No Remorse was both an ending and a reset. It closed Motörhead’s nine-year relationship with Bronze Records — a relationship that concluded in a two-year court case, during which the label banned the band from recording studios entirely. The four new songs it contained, including “Killed by Death,” were the first recordings to feature the expanded lineup that would carry Motörhead through to 1995 and define the band’s middle era. Lemmy had spent those May sessions acutely aware that the label regarded this as a farewell. He used it as a foundation. When Motörhead signed with GWR Records and returned to making studio albums with Orgasmatron in 1986, the momentum built on those four new No Remorse recordings — and the commercial exposure of the No Remorse tour, including a ferocious live performance on Channel 4’s The Tube in October 1984 — was a significant part of why the new chapter worked.

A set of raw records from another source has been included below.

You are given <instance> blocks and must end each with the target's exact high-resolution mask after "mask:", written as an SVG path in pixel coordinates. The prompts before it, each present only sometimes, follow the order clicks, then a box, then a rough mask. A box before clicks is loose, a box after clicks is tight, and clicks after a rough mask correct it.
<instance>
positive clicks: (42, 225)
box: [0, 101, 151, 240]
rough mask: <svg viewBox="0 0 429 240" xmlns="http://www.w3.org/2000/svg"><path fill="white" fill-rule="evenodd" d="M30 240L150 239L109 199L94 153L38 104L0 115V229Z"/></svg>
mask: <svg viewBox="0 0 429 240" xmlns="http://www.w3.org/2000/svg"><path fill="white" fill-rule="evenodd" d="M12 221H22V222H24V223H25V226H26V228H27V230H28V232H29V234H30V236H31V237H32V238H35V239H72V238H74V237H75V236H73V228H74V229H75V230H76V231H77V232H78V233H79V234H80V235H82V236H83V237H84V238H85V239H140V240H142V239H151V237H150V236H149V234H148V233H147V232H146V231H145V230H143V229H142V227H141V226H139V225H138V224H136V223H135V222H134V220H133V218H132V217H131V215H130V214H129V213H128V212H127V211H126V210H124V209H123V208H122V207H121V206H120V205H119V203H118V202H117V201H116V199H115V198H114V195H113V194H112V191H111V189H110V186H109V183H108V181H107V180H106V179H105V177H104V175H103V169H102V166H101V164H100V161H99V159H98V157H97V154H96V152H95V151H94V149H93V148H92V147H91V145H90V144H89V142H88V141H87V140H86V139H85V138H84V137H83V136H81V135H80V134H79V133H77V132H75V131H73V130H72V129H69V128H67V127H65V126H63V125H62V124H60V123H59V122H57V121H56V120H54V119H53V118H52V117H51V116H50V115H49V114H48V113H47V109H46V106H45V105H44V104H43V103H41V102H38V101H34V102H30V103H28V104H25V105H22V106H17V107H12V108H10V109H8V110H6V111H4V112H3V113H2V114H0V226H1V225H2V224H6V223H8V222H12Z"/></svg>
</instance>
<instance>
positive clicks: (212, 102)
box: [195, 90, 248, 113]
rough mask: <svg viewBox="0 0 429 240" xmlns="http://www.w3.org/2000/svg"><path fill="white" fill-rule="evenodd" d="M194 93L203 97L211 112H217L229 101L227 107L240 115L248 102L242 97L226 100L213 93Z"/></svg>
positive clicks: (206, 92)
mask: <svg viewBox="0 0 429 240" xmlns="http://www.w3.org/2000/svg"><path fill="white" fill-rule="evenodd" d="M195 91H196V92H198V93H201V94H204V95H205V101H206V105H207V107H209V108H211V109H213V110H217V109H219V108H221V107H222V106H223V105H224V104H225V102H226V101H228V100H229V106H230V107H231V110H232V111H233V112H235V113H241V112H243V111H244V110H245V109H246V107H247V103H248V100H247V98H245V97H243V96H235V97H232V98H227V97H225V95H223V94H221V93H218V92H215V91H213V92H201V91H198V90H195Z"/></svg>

What “Killed by Death” became in the decades that followed is the real story. It logged over 1,200 documented live performances — the fourth most-played song in the band’s catalog. Loudwire ranked it second in their all-time Motörhead top ten. It appeared in the video game Scarface: The World Is Yours, served as the soundtrack to Hell in the British comedy-drama Heist, and was covered by Beast in Black, Crucified Barbara, and Paragon. Phil Campbell still performs it with the Bastard Sons, and it closed their 2023 live album. The lyric from the first verse was used as an epigraph in a 1993 novel. A re-recorded version exists in the Rock Band Metal Track Pack. The song that flopped at Number 51 turned out to have infinite half-lives.
Lemmy died on December 28, 2015, four days after his 70th birthday and eleven days after being diagnosed with an aggressive cancer. He told Ozzy Osbourne near the end: “I could have lived a lot longer and taken care of myself, but I lived my life the way I want to live and I ain’t got no regrets.” The title of his most beloved song appeared in virtually every obituary written. It was not ironic. It was fitting — a man who built an identity around confronting mortality without flinching, leaving behind a song called “Killed by Death” that sounds, every time it starts up, like it will never stop.